The country’s largest private lender HDFC Bank, for instance, reported that its deposits grew at more than twice the pace of credit growth in Q2. Its gross advances were up 7 per cent year-on-year (y-o-y) and 1 per cent quarter-on-quarter at ₹25.19 trillion as of September 30,whereas deposits surged by 15 per cent y-o-y and 5 per cent q-o-q to ₹25 trillion during the same period.
IndusInd Bank showed a similar trend. Its overall deposits increased by 15 per cent y-o-y and 4 per cent q-o-q to ₹4.12 trillion, while net advances grew by 13 per cent y-o-y and 3 per cent q-o-q to ₹3.56 trillion.
YES Bank’s overall advances were up 13 per cent y-o-y at ₹2.36 trillion, while deposits climbed by 18 per cent to ₹2.77 trillion.
CSB Bank also reported its overall advances at ₹26,871 crore, up 20 per cent y-o-y, and overall deposits at ₹31,841 crore, up 25 per cent.

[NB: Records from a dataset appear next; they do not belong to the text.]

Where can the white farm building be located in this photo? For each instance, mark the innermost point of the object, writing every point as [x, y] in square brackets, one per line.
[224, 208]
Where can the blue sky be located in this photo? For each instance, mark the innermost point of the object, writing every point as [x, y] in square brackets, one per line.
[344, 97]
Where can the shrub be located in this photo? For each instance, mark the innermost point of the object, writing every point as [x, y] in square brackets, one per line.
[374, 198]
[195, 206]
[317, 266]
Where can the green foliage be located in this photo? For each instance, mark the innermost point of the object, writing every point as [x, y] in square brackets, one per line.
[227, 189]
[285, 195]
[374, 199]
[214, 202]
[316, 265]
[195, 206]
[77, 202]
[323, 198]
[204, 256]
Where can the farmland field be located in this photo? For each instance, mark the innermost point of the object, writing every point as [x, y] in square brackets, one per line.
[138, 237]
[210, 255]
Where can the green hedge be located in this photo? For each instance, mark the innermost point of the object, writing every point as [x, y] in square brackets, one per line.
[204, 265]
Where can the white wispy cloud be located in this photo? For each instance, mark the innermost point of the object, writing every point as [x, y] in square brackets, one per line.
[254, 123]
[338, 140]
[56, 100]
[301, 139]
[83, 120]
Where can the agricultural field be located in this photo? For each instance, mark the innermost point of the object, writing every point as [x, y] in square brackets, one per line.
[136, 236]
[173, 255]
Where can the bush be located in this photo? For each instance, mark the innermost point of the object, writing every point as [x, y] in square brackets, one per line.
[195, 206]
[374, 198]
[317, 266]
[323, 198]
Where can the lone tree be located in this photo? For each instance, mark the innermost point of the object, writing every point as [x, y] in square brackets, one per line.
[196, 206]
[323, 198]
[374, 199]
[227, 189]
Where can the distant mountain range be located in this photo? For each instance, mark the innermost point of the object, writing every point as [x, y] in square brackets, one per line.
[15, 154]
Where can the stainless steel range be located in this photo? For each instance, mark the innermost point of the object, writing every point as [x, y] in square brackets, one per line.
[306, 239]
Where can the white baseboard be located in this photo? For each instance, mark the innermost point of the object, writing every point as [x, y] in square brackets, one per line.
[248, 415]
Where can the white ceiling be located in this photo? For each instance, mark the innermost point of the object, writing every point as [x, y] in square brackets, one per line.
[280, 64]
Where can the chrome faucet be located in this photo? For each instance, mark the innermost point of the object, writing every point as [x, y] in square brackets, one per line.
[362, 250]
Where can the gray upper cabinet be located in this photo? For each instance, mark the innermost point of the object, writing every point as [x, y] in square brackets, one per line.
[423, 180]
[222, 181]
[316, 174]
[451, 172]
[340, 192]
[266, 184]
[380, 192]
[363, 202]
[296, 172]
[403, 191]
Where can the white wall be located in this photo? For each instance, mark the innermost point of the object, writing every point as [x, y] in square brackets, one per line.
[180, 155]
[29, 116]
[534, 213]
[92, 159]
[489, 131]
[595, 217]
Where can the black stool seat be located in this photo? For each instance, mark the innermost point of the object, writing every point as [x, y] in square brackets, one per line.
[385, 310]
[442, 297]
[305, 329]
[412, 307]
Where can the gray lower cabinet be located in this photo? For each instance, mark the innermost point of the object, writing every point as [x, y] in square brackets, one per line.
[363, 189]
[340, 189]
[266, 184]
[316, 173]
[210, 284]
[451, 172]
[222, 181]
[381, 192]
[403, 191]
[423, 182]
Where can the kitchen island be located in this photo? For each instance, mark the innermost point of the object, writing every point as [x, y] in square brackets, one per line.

Karur Vysya Bank’s overall deposits increased by 15 per cent y-o-y to ₹95,839 crore,while advances grew by 14 per cent y-o-y to ₹80,296 crore.
In a bid to control their credit-deposit (CD) ratio at an optimal level, lenders are either slowing down credit growth or raising interest rates on deposits and launching innovative products. In a recent interaction with businessline, R. Subramaniakumar, MD & CEO of RBL Bank, said the lender’s intent is to ensure that incremental credit growth is being supported by deposit growth.
Around 60-65 per cent of the lender’s deposit base comprises high-value customers who maintain a fair amount of balance with the bank, and the lender has ensured that each customer in this segment is assigned a relationship manager. Last year, the lender expanded the branch sales force by 20 per cent and this year by 16 per cent, to facilitate higher deposit growth. It is also using its business correspondent subsidiary outlets to generate leads for deposits.
According to brokerage Motilal Oswal, systemic credit growth has declined mainly driven by slower deposit growth and an elevated CD ratio. Several banks, especially private lenders, have reduced their credit growth guidance, while public sector banks have largely maintained their guidance. Further, continued moderation in unsecured retail and slower corporate credit off-take will further impact credit growth in the banking system.
“While the gap between deposits and credit growth has narrowed from the peak of 8.8% in Nov’22 to 2.3% as of Sep’24, the high incremental LDR (loan-deposit ratio or CD ratio) and regulatory watch on both LDR and LCR (liquidity coverage ratio) will drive further moderation in loan growth. We thus estimate the CD growth gap to reduce to less than 100 basis points over FY25 while estimating credit growth to slow down to 12.5% over FY25,” it said.